Heuristic Methods for Security Protocols

Security protocols present many interesting challenges from both pragmatic and theoretical points of view as they are ubiquitous and pose many theoretical challenges despite their apparent simplicity. One of the most interesting aspects of security protocols is the complexity of the verification algorithms to check their correctness; in fact, under many models of the intruder, correctness is undecidable and/or computationally hard [15, 12, 11, 26].Many authors have formalised security protocols in terms of process calculi suitable to define many verification frameworks (besides model checking, path analysis, static analysis, etc.) [21, 1, 7, 8]. Model checking (MC) techniques have been exploited in the design and implementation of automated tools [13, 23] and symbolic techniques have been proposed to tackle the state explosion problem [3, 9, 10, 18].This paper promotes the use of directed MC in security protocols.

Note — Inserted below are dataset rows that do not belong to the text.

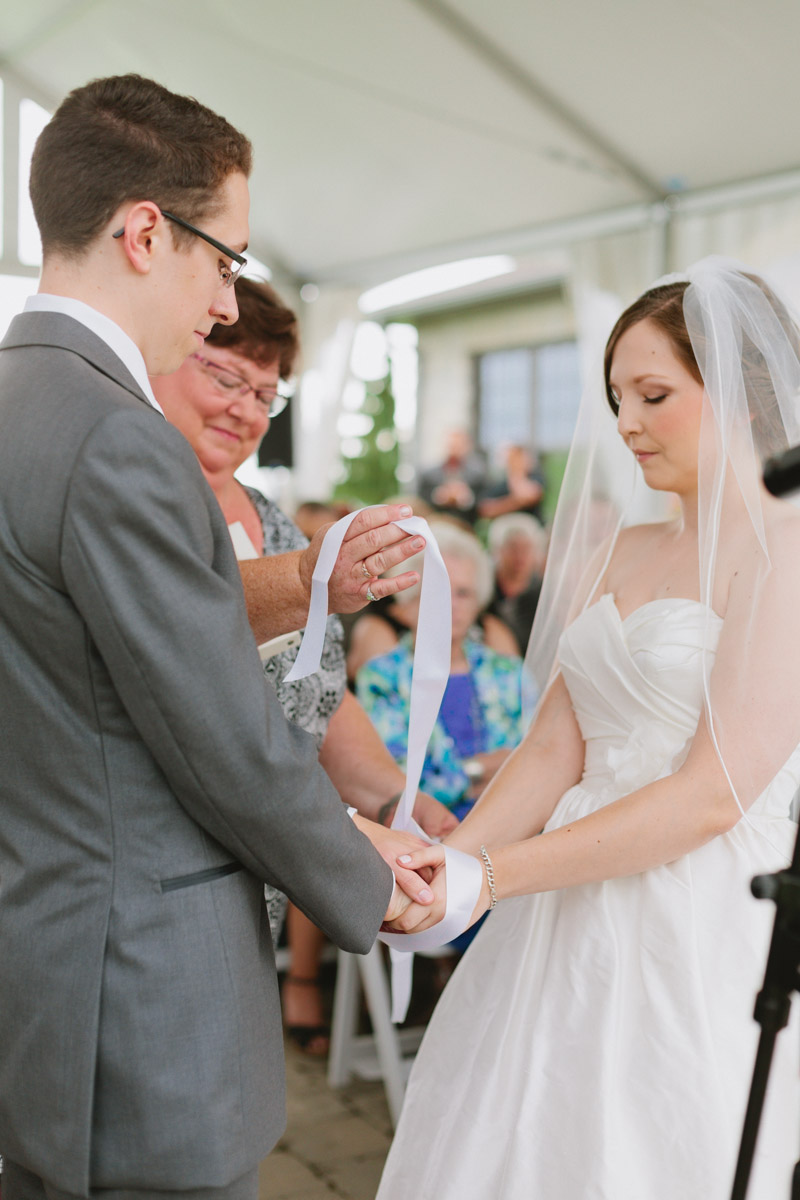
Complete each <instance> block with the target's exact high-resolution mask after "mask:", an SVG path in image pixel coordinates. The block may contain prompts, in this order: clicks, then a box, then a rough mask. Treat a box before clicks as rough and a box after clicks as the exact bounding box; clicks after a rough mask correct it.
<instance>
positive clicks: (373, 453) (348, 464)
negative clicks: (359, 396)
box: [333, 370, 399, 504]
mask: <svg viewBox="0 0 800 1200" xmlns="http://www.w3.org/2000/svg"><path fill="white" fill-rule="evenodd" d="M361 413H362V414H363V415H365V416H368V418H371V419H372V428H371V430H369V432H368V433H366V434H363V436H362V437H361V438H360V442H361V454H360V455H359V456H357V457H355V458H343V463H344V468H345V472H347V474H345V475H344V478H343V479H342V480H341V481H339V482H338V484H337V485H336V487H335V490H333V496H335V497H341V498H347V499H350V498H353V497H356V498H357V499H359V502H360V503H361V504H381V503H383V502H384V500H385V499H386V497H387V496H393V494H395V493H396V492H397V476H396V474H395V472H396V470H397V464H398V462H399V450H398V445H397V437H396V431H395V396H393V392H392V377H391V370H390V372H389V374H387V376H386V378H385V379H377V380H374V382H371V383H368V384H367V385H366V394H365V398H363V404H362V407H361Z"/></svg>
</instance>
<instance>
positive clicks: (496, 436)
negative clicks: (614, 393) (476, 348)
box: [477, 342, 581, 458]
mask: <svg viewBox="0 0 800 1200" xmlns="http://www.w3.org/2000/svg"><path fill="white" fill-rule="evenodd" d="M579 403H581V372H579V361H578V347H577V343H576V342H553V343H551V344H546V346H533V347H529V346H524V347H519V348H517V349H511V350H492V352H489V353H487V354H481V355H480V356H479V359H477V440H479V443H480V445H481V448H482V449H483V450H486V451H487V454H488V456H489V458H494V457H495V451H497V450H498V449H499V448H500V446H503V445H507V444H509V443H518V444H522V445H530V446H531V449H535V450H536V451H537V452H540V454H545V455H548V454H558V452H560V451H564V450H567V449H569V445H570V442H571V439H572V430H573V428H575V422H576V419H577V415H578V406H579Z"/></svg>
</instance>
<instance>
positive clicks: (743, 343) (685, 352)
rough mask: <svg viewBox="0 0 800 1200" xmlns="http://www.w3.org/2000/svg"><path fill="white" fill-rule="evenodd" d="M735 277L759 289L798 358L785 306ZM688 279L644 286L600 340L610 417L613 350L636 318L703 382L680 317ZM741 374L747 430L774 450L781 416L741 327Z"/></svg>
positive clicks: (753, 281) (771, 295)
mask: <svg viewBox="0 0 800 1200" xmlns="http://www.w3.org/2000/svg"><path fill="white" fill-rule="evenodd" d="M740 275H741V277H742V278H745V280H748V281H750V282H751V283H753V284H754V286H756V287H757V288H758V289H759V290H760V292H762V294H763V296H764V299H765V300H766V302H768V304H769V306H770V308H771V310H772V313H774V316H775V317H776V318H777V320H778V323H780V325H781V329H782V331H783V335H784V336H786V340H787V342H788V344H789V346H790V347H792V350H793V352H794V354H795V356H798V358H800V330H799V329H798V325H796V324H795V322H794V319H793V317H792V316H790V313H789V312H788V310H787V308H786V305H783V302H782V301H781V300H780V299H778V298H777V296H776V295H775V293H774V292H772V289H771V288H770V287H769V284H766V283H765V282H764V280H762V278H760V276H758V275H751V274H750V272H746V271H742V272H740ZM687 287H688V283H686V282H680V283H664V284H662V286H661V287H656V288H650V290H649V292H645V293H644V295H642V296H639V299H638V300H634V301H633V304H632V305H631V306H630V307H628V308H626V310H625V312H624V313H622V316H621V317H620V318H619V320H618V322H616V324H615V325H614V328H613V330H612V332H610V337H609V338H608V342H607V344H606V356H604V364H603V367H604V378H606V397H607V400H608V403H609V406H610V408H612V412H613V413H614V415H615V416H616V415H618V414H619V404H618V402H616V400H615V398H614V394H613V391H612V386H610V368H612V360H613V358H614V350H615V349H616V343H618V342H619V340H620V337H621V336H622V334H625V332H626V331H627V330H628V329H631V326H632V325H636V324H638V323H639V322H640V320H650V322H652V324H654V325H655V326H656V328H657V329H660V330H661V332H662V334H666V335H667V337H668V338H669V341H670V342H672V347H673V350H674V353H675V356H676V358H678V360H679V361H680V362H681V364H682V365H684V366H685V367H686V370H687V371H688V372H690V373H691V374H692V376H693V378H694V379H697V382H698V383H699V384H703V376H702V372H700V368H699V366H698V362H697V359H696V356H694V350H693V348H692V342H691V338H690V336H688V331H687V329H686V319H685V317H684V295H685V293H686V288H687ZM741 377H742V380H744V385H745V398H746V403H747V408H748V410H750V413H751V419H752V421H753V425H752V431H753V439H754V443H756V446H757V448H758V451H759V454H760V455H762V457H766V456H769V455H771V454H777V452H778V451H780V450H782V449H786V431H784V428H783V421H782V418H781V406H780V402H778V398H777V394H776V391H775V383H774V380H772V377H771V374H770V370H769V366H768V364H766V362H765V360H764V358H763V355H762V354H760V352H759V350H758V348H757V347H756V346H754V344H753V342H752V341H751V338H750V337H748V336H747V334H746V331H744V330H742V334H741Z"/></svg>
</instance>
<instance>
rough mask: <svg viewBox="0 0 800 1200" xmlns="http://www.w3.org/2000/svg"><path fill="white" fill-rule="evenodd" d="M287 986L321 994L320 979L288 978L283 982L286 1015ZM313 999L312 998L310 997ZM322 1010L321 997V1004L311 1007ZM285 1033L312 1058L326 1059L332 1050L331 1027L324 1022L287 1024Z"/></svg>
mask: <svg viewBox="0 0 800 1200" xmlns="http://www.w3.org/2000/svg"><path fill="white" fill-rule="evenodd" d="M287 984H289V985H290V986H296V988H308V989H311V988H313V989H314V990H315V991H317V992H319V979H317V978H313V979H303V978H302V977H301V976H287V977H285V979H284V980H283V1008H284V1015H285V1008H287V1004H285V989H287ZM309 998H311V997H309ZM309 1007H315V1008H317V1009H318V1010H321V997H319V1004H317V1006H309ZM284 1027H285V1031H287V1034H288V1037H289V1039H290V1040H291V1042H294V1044H295V1045H296V1046H297V1049H299V1050H302V1052H303V1054H307V1055H308V1056H309V1057H311V1058H324V1057H325V1056H326V1055H327V1052H329V1050H330V1048H331V1027H330V1025H326V1024H325V1022H324V1021H318V1022H312V1024H302V1025H297V1024H295V1022H294V1021H291V1022H290V1021H287V1022H285V1026H284Z"/></svg>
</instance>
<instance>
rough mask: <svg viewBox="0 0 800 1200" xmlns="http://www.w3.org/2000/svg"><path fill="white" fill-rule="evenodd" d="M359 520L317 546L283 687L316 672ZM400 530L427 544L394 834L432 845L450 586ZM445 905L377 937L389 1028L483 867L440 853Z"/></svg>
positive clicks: (470, 906) (449, 658)
mask: <svg viewBox="0 0 800 1200" xmlns="http://www.w3.org/2000/svg"><path fill="white" fill-rule="evenodd" d="M355 516H357V514H355V512H351V514H350V515H349V516H347V517H342V520H341V521H337V522H336V524H335V526H332V527H331V528H330V529H329V530H327V533H326V535H325V539H324V541H323V545H321V547H320V551H319V558H318V559H317V566H315V568H314V574H313V576H312V586H311V605H309V608H308V624H307V625H306V632H305V636H303V640H302V646H301V647H300V653H299V654H297V658H296V659H295V661H294V666H293V667H291V671H289V673H288V676H287V682H289V683H290V682H291V680H293V679H302V678H303V677H305V676H307V674H312V673H313V672H314V671H317V668H318V667H319V661H320V658H321V653H323V644H324V641H325V623H326V620H327V581H329V578H330V576H331V571H332V570H333V564H335V563H336V559H337V557H338V553H339V548H341V546H342V541H343V539H344V534H345V533H347V530H348V527H349V524H350V522H351V521H353V520H354V518H355ZM395 524H397V526H398V527H399V528H401V529H403V530H404V532H405V533H410V534H421V535H422V536H423V538H425V539H426V547H425V571H423V572H422V588H421V592H420V616H419V620H417V629H416V640H415V646H414V667H413V672H411V698H410V712H409V725H408V757H407V769H405V787H404V790H403V794H402V797H401V799H399V803H398V805H397V810H396V812H395V820H393V821H392V829H401V830H403V832H407V833H413V834H416V836H417V838H421V839H422V840H423V841H427V842H431V840H432V839H431V838H428V836H427V834H425V833H423V832H422V829H421V828H420V826H419V824H417V823H416V821H415V820H414V817H413V816H411V812H413V810H414V800H415V799H416V792H417V788H419V785H420V775H421V774H422V766H423V763H425V751H426V748H427V745H428V742H429V739H431V734H432V732H433V726H434V725H435V720H437V716H438V715H439V707H440V704H441V697H443V696H444V694H445V688H446V686H447V678H449V676H450V643H451V617H452V613H451V605H450V580H449V577H447V570H446V568H445V564H444V562H443V558H441V554H440V553H439V547H438V546H437V541H435V538H434V536H433V534H432V533H431V529H429V527H428V523H427V521H423V520H422V517H407V518H405V520H403V521H396V522H395ZM445 864H446V884H447V904H446V908H445V914H444V917H443V919H441V920H440V922H439V923H438V924H437V925H433V926H432V928H431V929H426V930H423V931H422V932H421V934H379V937H380V940H381V941H383V942H385V943H386V944H387V946H389V948H390V954H391V960H392V1021H402V1020H404V1018H405V1013H407V1012H408V1004H409V1000H410V996H411V968H413V958H414V950H415V949H419V950H428V949H434V948H435V947H438V946H444V944H445V943H446V942H451V941H452V940H453V937H457V936H458V934H463V931H464V930H465V929H468V926H469V923H470V917H471V914H473V911H474V908H475V905H476V904H477V899H479V896H480V892H481V884H482V882H483V874H482V868H481V864H480V863H479V860H477V859H476V858H473V856H471V854H464V853H462V852H461V851H458V850H452V848H451V847H450V846H445Z"/></svg>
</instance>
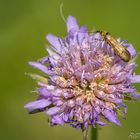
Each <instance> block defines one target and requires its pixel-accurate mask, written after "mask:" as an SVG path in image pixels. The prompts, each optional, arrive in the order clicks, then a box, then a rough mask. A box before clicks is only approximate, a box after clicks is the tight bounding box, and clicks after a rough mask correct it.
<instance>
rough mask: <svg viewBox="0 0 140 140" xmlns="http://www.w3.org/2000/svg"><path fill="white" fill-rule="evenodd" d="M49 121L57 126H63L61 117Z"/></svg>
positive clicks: (62, 121)
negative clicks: (57, 125) (50, 120)
mask: <svg viewBox="0 0 140 140" xmlns="http://www.w3.org/2000/svg"><path fill="white" fill-rule="evenodd" d="M51 121H52V123H54V124H59V125H63V124H64V121H63V119H62V118H61V117H58V116H53V117H52V120H51Z"/></svg>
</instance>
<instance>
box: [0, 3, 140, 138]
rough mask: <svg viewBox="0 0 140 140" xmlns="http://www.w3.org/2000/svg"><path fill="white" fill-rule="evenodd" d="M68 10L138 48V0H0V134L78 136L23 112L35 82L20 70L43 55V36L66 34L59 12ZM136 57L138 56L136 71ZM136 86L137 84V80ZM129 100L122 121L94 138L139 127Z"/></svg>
mask: <svg viewBox="0 0 140 140" xmlns="http://www.w3.org/2000/svg"><path fill="white" fill-rule="evenodd" d="M61 3H63V5H64V7H63V12H64V16H65V17H67V16H68V15H73V16H75V17H76V18H77V20H78V22H79V24H80V25H83V24H86V25H87V26H88V28H89V29H96V30H106V31H109V32H111V33H112V34H113V35H114V36H115V37H121V38H122V39H127V40H129V42H131V43H132V44H133V45H134V46H135V48H136V50H137V51H138V52H140V1H139V0H133V1H132V0H116V1H115V0H0V140H58V139H61V140H71V139H72V140H81V138H82V135H81V131H80V130H75V129H73V128H71V127H69V126H64V127H49V126H48V123H47V118H46V116H45V115H44V114H43V113H40V114H35V115H28V113H27V111H26V110H25V109H24V108H23V106H24V104H26V103H27V102H29V101H31V100H34V99H36V94H35V93H32V92H31V90H33V89H35V87H36V83H35V82H34V81H33V80H32V79H30V78H29V77H27V76H26V75H25V72H35V71H36V70H34V69H32V68H31V67H30V66H28V64H27V62H28V61H29V60H37V59H38V58H40V57H43V56H45V55H46V51H45V45H46V44H47V41H46V40H45V36H46V34H48V33H53V34H56V35H57V36H65V35H66V27H65V23H64V21H63V20H62V18H61V16H60V4H61ZM139 60H140V58H138V59H137V64H139V67H138V68H137V69H136V73H140V61H139ZM136 86H137V88H138V90H139V91H140V86H139V85H138V84H137V85H136ZM127 105H128V115H127V119H126V120H123V119H121V122H122V126H120V127H119V126H115V125H113V124H110V125H109V126H107V127H102V128H100V129H99V131H98V140H112V139H113V140H118V139H119V140H127V139H130V138H129V135H130V133H131V132H134V133H137V132H139V133H140V120H139V119H140V102H137V103H131V104H129V103H128V104H127Z"/></svg>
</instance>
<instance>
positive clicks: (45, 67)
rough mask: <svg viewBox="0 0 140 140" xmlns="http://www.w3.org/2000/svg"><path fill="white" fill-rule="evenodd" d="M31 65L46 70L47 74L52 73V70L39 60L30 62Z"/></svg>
mask: <svg viewBox="0 0 140 140" xmlns="http://www.w3.org/2000/svg"><path fill="white" fill-rule="evenodd" d="M29 65H31V66H33V67H35V68H37V69H39V70H41V71H43V72H45V73H46V74H50V71H49V70H48V68H47V67H46V66H44V65H42V64H40V63H38V62H29Z"/></svg>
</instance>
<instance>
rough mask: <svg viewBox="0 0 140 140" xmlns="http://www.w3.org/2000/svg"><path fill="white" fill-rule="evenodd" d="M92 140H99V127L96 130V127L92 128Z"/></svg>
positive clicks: (91, 132) (91, 129)
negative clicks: (94, 127)
mask: <svg viewBox="0 0 140 140" xmlns="http://www.w3.org/2000/svg"><path fill="white" fill-rule="evenodd" d="M91 140H97V127H96V128H94V127H92V128H91Z"/></svg>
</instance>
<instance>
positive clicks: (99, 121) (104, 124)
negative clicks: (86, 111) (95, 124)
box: [96, 121, 107, 126]
mask: <svg viewBox="0 0 140 140" xmlns="http://www.w3.org/2000/svg"><path fill="white" fill-rule="evenodd" d="M96 123H97V124H99V125H101V126H106V125H107V123H105V122H101V121H96Z"/></svg>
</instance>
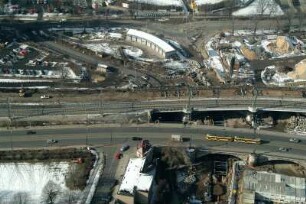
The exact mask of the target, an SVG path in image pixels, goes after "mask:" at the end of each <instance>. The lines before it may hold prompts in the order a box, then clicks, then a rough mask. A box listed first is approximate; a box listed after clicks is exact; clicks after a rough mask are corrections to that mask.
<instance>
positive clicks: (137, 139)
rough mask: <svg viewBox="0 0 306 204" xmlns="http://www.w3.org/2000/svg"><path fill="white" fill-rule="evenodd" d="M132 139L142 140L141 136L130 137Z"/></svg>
mask: <svg viewBox="0 0 306 204" xmlns="http://www.w3.org/2000/svg"><path fill="white" fill-rule="evenodd" d="M132 140H134V141H140V140H142V138H141V137H132Z"/></svg>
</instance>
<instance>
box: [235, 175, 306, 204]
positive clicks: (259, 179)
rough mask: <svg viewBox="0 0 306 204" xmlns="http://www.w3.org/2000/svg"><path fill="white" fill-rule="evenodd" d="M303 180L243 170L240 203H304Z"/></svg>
mask: <svg viewBox="0 0 306 204" xmlns="http://www.w3.org/2000/svg"><path fill="white" fill-rule="evenodd" d="M305 184H306V183H305V178H299V177H294V176H286V175H282V174H276V173H269V172H264V171H254V170H245V171H244V173H243V179H242V185H241V188H240V192H241V198H240V199H239V200H240V203H243V204H255V203H259V202H262V203H267V202H269V203H270V202H273V203H306V188H305Z"/></svg>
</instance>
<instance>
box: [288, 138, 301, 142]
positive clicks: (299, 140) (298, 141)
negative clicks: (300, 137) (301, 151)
mask: <svg viewBox="0 0 306 204" xmlns="http://www.w3.org/2000/svg"><path fill="white" fill-rule="evenodd" d="M289 141H290V142H295V143H299V142H300V141H301V140H300V139H297V138H290V139H289Z"/></svg>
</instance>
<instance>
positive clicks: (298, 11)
mask: <svg viewBox="0 0 306 204" xmlns="http://www.w3.org/2000/svg"><path fill="white" fill-rule="evenodd" d="M297 17H298V22H299V31H301V30H302V28H303V26H304V18H305V13H304V12H303V11H302V9H301V7H298V8H297Z"/></svg>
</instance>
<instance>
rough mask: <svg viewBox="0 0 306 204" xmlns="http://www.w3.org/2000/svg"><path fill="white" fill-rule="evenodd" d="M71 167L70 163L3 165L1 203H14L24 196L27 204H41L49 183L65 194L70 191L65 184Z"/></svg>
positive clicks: (2, 163)
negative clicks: (42, 197)
mask: <svg viewBox="0 0 306 204" xmlns="http://www.w3.org/2000/svg"><path fill="white" fill-rule="evenodd" d="M69 167H70V164H69V163H68V162H52V163H50V164H46V163H35V164H31V163H1V164H0V203H14V199H16V196H18V195H24V196H25V198H26V201H27V203H32V204H36V203H37V204H39V203H41V197H42V195H43V193H42V192H43V189H44V187H45V186H46V185H47V184H48V182H53V183H54V184H56V185H57V186H58V187H59V188H60V190H61V192H63V193H64V192H67V191H69V190H68V188H67V187H66V184H65V176H66V175H67V174H68V172H69ZM60 199H61V198H58V200H60ZM55 203H58V202H55Z"/></svg>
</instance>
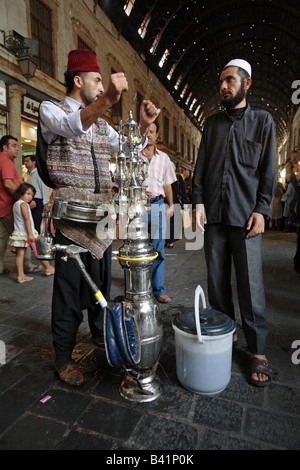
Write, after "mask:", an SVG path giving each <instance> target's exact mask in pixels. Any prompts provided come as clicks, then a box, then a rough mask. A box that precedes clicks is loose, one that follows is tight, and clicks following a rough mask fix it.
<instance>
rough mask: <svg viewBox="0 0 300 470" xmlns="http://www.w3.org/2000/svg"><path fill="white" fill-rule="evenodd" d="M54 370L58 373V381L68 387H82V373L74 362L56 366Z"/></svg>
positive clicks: (70, 362)
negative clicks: (55, 369) (62, 382)
mask: <svg viewBox="0 0 300 470" xmlns="http://www.w3.org/2000/svg"><path fill="white" fill-rule="evenodd" d="M54 366H55V369H56V372H57V373H58V376H59V378H60V380H62V381H63V382H66V383H67V384H68V385H75V386H78V385H82V384H83V382H84V377H83V375H82V372H81V370H80V368H79V366H78V365H77V364H75V362H73V361H72V362H68V363H67V364H65V365H64V366H62V367H60V368H59V367H57V366H56V365H54Z"/></svg>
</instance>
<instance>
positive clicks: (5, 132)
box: [0, 109, 7, 138]
mask: <svg viewBox="0 0 300 470" xmlns="http://www.w3.org/2000/svg"><path fill="white" fill-rule="evenodd" d="M4 135H7V114H6V112H5V111H2V110H1V109H0V138H1V137H3V136H4Z"/></svg>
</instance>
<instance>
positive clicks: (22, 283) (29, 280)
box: [17, 276, 33, 284]
mask: <svg viewBox="0 0 300 470" xmlns="http://www.w3.org/2000/svg"><path fill="white" fill-rule="evenodd" d="M32 280H33V277H29V276H22V277H18V280H17V283H18V284H23V282H29V281H32Z"/></svg>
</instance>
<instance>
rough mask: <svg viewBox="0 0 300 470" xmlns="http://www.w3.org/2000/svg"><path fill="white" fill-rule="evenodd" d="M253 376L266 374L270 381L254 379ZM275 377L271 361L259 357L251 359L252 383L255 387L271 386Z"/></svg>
mask: <svg viewBox="0 0 300 470" xmlns="http://www.w3.org/2000/svg"><path fill="white" fill-rule="evenodd" d="M252 374H264V375H267V376H268V377H269V380H265V381H261V380H254V379H252ZM272 377H273V372H272V369H271V366H270V363H269V361H266V360H263V359H259V358H258V357H251V358H250V383H251V385H254V386H255V387H266V386H267V385H270V382H271V380H272Z"/></svg>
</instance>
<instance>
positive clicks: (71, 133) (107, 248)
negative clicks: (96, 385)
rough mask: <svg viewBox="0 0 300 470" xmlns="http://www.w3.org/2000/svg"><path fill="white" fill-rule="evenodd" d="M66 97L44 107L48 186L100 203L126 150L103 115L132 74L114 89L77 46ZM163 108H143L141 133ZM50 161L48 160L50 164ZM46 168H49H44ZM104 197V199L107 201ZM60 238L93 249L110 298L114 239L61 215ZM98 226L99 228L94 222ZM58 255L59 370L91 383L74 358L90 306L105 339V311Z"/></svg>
mask: <svg viewBox="0 0 300 470" xmlns="http://www.w3.org/2000/svg"><path fill="white" fill-rule="evenodd" d="M65 84H66V89H67V93H66V97H65V99H64V100H63V101H62V102H60V103H54V102H51V101H44V102H43V103H41V106H40V113H39V129H38V148H37V166H38V170H39V173H40V176H41V177H42V179H43V180H44V182H46V181H47V184H48V185H49V186H51V187H53V188H55V193H56V190H57V189H58V190H59V197H60V199H63V200H65V201H66V202H68V200H70V195H71V198H73V197H74V198H76V199H83V200H85V197H86V195H88V196H89V197H90V198H92V197H94V195H95V196H97V198H98V199H97V201H99V200H100V201H101V202H102V200H103V202H107V201H108V200H109V199H110V197H111V196H110V190H111V185H112V182H111V178H110V173H109V161H110V156H111V152H117V151H118V144H119V138H118V134H117V132H116V131H115V130H114V129H113V128H112V127H111V126H109V125H108V123H107V122H106V121H105V120H103V119H102V116H103V114H104V113H105V111H106V110H107V109H109V108H110V107H111V106H112V105H113V104H115V103H117V102H118V101H119V99H120V97H121V94H122V93H123V92H126V91H127V90H128V83H127V80H126V77H125V75H124V73H115V74H112V75H111V76H110V78H109V82H108V85H107V88H106V90H104V87H103V83H102V75H101V71H100V67H99V64H98V60H97V57H96V54H95V53H94V52H92V51H90V50H85V49H77V50H73V51H71V52H70V53H69V57H68V65H67V71H66V72H65ZM159 112H160V110H159V109H157V108H156V107H155V106H154V105H153V103H152V102H151V101H148V100H144V101H143V102H142V104H141V107H140V125H141V133H142V134H144V133H145V132H146V129H147V128H148V126H149V125H150V124H151V123H152V122H154V121H155V119H156V117H157V116H158V114H159ZM43 162H44V163H45V165H43ZM44 170H45V171H44ZM99 198H100V199H99ZM54 200H55V196H54ZM54 223H55V228H56V232H55V243H58V244H61V245H70V244H74V243H75V244H78V245H80V246H82V247H83V248H85V249H87V250H88V252H87V253H83V254H82V255H81V256H82V260H83V262H84V264H85V266H86V269H87V271H88V273H89V274H90V276H91V277H92V279H93V281H94V282H95V284H96V285H97V286H98V287H99V289H100V290H101V292H102V293H103V295H104V297H105V298H106V299H107V300H109V298H110V283H111V240H99V239H98V237H97V233H96V224H94V225H93V226H92V224H82V223H78V222H72V221H70V220H64V219H59V220H55V221H54ZM91 226H92V227H91ZM61 257H62V254H61V253H57V255H56V260H55V278H54V287H53V301H52V334H53V345H54V350H55V353H56V359H55V368H56V371H57V372H58V375H59V377H60V379H61V380H63V381H65V382H66V383H68V384H70V385H80V384H82V383H83V376H82V373H81V371H80V369H79V367H78V365H77V364H76V363H75V362H74V361H73V360H72V351H73V349H74V347H75V344H76V336H77V332H78V328H79V325H80V323H81V322H82V319H83V314H82V310H83V309H87V310H88V321H89V326H90V330H91V333H92V339H93V342H94V343H95V344H97V345H99V344H100V343H101V342H102V343H103V311H102V309H101V307H100V306H99V305H98V304H97V305H96V304H95V300H94V297H93V295H92V294H91V292H90V291H89V287H88V286H87V283H86V282H85V281H84V280H83V278H82V275H81V272H80V271H79V269H78V267H77V266H76V263H75V261H74V260H73V259H70V258H69V259H68V260H67V262H65V261H64V260H62V258H61Z"/></svg>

We define a heuristic based on the logic formulae formalising the security properties of interest and we show how such heuristic may drive the search of an attack path. Specifically, we represent the behaviour of a security protocol in the context of the (symbolic) MC framework based on the cIP and PL, respectively a cryptographic process calculus and a logic for specifying security properties introduced in [18]. An original aspect of this framework is that it allows to explicitly represent instances1 of participants and predicate over them.Intuitively, the heuristic ranks the nodes and the edges of the state space by inspecting (the syntactical structure of the) formula expressing the security property of interest. More precisely, the state space consists of the transition system representing possible runs of a protocol; our heuristic weights states and transitions considering the instances of principals that joined the context and how they are quantified in the security formula. Weights are designed so that most promising paths are tried before other less promising directions. Rather interestingly, the heuristic can rule out a portion of the state space by exploring only a part of it. In fact, we also show that the heuristic may possibly cut some directions as they cannot lead to attacks; in fact, the heuristic is proved to be correct, namely no attacks can be found in the portion of the state space cut by our heuristic.